Я шел по Рождественке, без передышки используя ненормативную лексику. Поташнивало, во рту свербило. Сверх меры наглотался дерьма. Сидишь на стуле, как на еже, а этот духовитый хорек тебя потрошит в свое удовольствие. Все знает. Кто мне помог поступить. Что я делаю. С кем дружу. Где гуляю. Знает, должно быть, кто меня бреет, кто побывал на моей тахте. Странно, что не спросил про Арину. Впрочем, куда ему торопиться.

Дома, усевшись в отцовское кресло, я стал размышлять над своей ситуацией. Неужто достали, загнали в угол? Без паники. Еще не цугцванг. Я вспомнил важный урок Мельхиорова: когда тебя атакуют по центру, надо ответить ударом с фланга.

Я стал листать записную книжку и отыскал телефон Рымаря.

– Слава, привет. Это Белан.

Он удивился:

– Какими судьбами?

– Прихотливыми. Как у тебя? Порядок?

– Трудный вопрос, – вздохнул Рымарь.

– Тогда я задам вопрос полегче. Есть телефон Нины Рычковой?

Он удивился еще сильней:

– Нины? Зачем? Ну, ты хватил! Она, говорят, выходит замуж.

– За кого ж это?

– За одного внешторговца. Нина теперь работает в СЭВе.

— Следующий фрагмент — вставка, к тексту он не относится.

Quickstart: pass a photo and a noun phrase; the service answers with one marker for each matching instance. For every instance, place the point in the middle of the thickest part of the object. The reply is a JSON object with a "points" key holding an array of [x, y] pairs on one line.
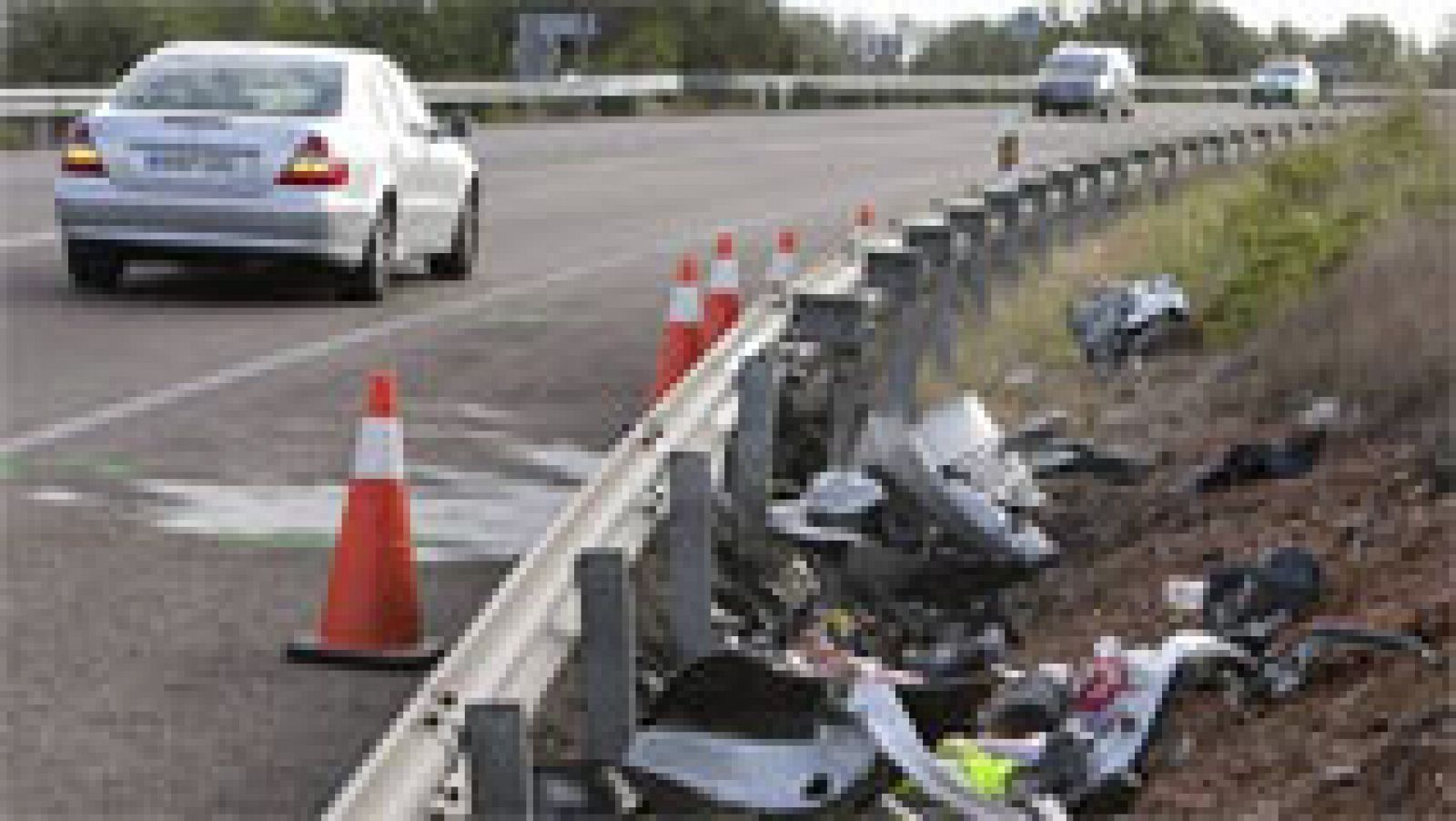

Подумать! Сколько я раз проходил мимо здания в форме развернутой книги, в котором разместился Совет Экономической Взаимопомощи – хребет Варшавского Договора! А Нина трудилась в этой конторе.

– Ну что же, надо ее поздравить. Замужество, семья, материнство. Все очень достойно. Какой же номер?

– Сейчас не скажу. Они переехали. В новый терем. Но я постараюсь выяснить.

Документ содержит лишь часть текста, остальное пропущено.